As with past entries into the Walking with... series, some scientists feared that Sea Monsters sacrificed scientific accuracy for drama and entertainment. Parts of the series, such as mating behaviour of the various animals, can only ever be speculation and guess work, but it is not made clear what is and is not fact in the programme itself. Dawkins pointed out that "In Nigel Marven's past programmes they didn't give the viewer any indication of what is known and what is conjecture". In response to such fears, James stated that nothing in the series was said "unless there was some evidence for it".

== Influence ==
Palaeontologists have cited Sea Monsters as inspirational for their careers. Jack A. Cooper, who led a team investigating the body size of megalodon and published a study concerning it in 2020, cited the animal's appearance in Sea Monsters as the inspiration that made him pursue a career in palaeontology and inspired him to study the ancient shark. Cooper was six years old at the time the programme first aired and remembered being both terrified and captivated. Following the paper's publication, Nigel Marven tweeted his congratulations to Cooper.

== In other media ==

=== Companion book ===
Jasper James and Nigel Marven co-authored a companion book for the series, titled Sea Monsters: Prehistoric Predators of the Deep (published in the United States as Chased by Sea Monsters: Prehistoric Predators of the Deep). The book begins with a description of the Big Bang, before going through the seven periods of time featured in the series, from the Ordovician to the Pliocene, referred to as the "seven most deadly seas of all time". Each chapter features renderings of the animals as seen in the series and sidebars feature information about each of the featured animals, including how to pronounce their names, their classification, their size and their diet.
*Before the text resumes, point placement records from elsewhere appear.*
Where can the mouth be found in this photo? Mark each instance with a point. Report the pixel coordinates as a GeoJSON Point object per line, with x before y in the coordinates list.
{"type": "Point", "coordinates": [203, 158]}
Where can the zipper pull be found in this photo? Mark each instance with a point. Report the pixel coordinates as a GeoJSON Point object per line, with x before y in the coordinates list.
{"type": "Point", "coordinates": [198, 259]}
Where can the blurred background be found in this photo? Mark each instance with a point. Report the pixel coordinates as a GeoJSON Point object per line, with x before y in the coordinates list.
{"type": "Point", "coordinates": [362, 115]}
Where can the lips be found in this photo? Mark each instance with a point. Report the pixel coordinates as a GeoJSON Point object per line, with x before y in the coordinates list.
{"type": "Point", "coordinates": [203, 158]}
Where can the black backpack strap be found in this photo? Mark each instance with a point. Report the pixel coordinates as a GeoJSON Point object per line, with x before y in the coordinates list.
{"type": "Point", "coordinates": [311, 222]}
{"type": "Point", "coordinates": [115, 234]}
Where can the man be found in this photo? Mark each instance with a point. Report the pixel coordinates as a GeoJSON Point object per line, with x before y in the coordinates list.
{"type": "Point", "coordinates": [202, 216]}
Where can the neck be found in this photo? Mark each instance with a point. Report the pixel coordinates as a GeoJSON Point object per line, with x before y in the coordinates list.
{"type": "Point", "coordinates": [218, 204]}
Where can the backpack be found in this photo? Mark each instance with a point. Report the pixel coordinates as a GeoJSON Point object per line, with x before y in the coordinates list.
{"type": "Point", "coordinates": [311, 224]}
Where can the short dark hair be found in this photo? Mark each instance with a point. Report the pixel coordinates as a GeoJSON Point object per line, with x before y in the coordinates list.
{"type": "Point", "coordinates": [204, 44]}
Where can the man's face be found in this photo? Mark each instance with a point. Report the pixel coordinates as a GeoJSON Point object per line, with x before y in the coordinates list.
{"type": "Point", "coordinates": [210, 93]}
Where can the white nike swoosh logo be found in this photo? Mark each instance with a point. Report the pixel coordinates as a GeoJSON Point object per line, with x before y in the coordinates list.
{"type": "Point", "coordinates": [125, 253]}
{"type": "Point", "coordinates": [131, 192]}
In a review in The Science Teacher, LaRue Sellers praised the book, writing that despite it being based on a TV programme, the book "stands alone as an outstanding source of information about ocean predators from each geologic era". Sellers concluded that "this book would make a great addition to any high school teacher's library" and that "students could use it as a reference source, and they will definitely be captivated by the wonderful illustrations". A review of the book in Publishers Weekly called it "fascinating, if somewhat unsophisticated", lending much focus to more captivating aspects of prehistoric life such as size and teeth, and noted that "the book's combination of sensationalism, lurid graphics and solid scientific exposition is well judged to stimulate budding paleontologists".

=== Website ===
An accompanying website to Sea Monsters was launched in 2003, featuring a countdown list of the seven seas featured in the series, fact files on the different animals and a flash game, the Sea Monsters adventure game, where players complete tasks in order to survive the different prehistoric seas.

=== Exhibition ===
An exhibition based on the series, the Sea Monsters Exhibition, was held at the Bournemouth International Centre in Dorset from 23 July to 11 September 2011. The exhibition showcased large animals alive in the oceans today, such as the giant squid, great white shark and basking shark, alongside prehistoric sea creatures, such as Liopleurodon and Leedsichthys. In addition to creatures showcased in the Sea Monsters series, the exhibition also featured some animals that were not featured in the original series, such as the Cambrian predator Anomalocaris. Modern and prehistoric creatures were not presented just through photographs and renderings from Sea Monsters, but also in the form of full-scale models, created by Avalanche Studios, allowing visitors to see their size. Other interactive features of the exhibition included a sandpit, where children could dig for fossils, a painting station where children could paint their own dinosaurs, and a big green screen where visitors could see themselves next to various prehistoric sea creatures. In addition to depictions of the sea creatures themselves, the exhibition also included behind-the-scenes information on the technology and techniques used to bring the prehistoric animals "back to life".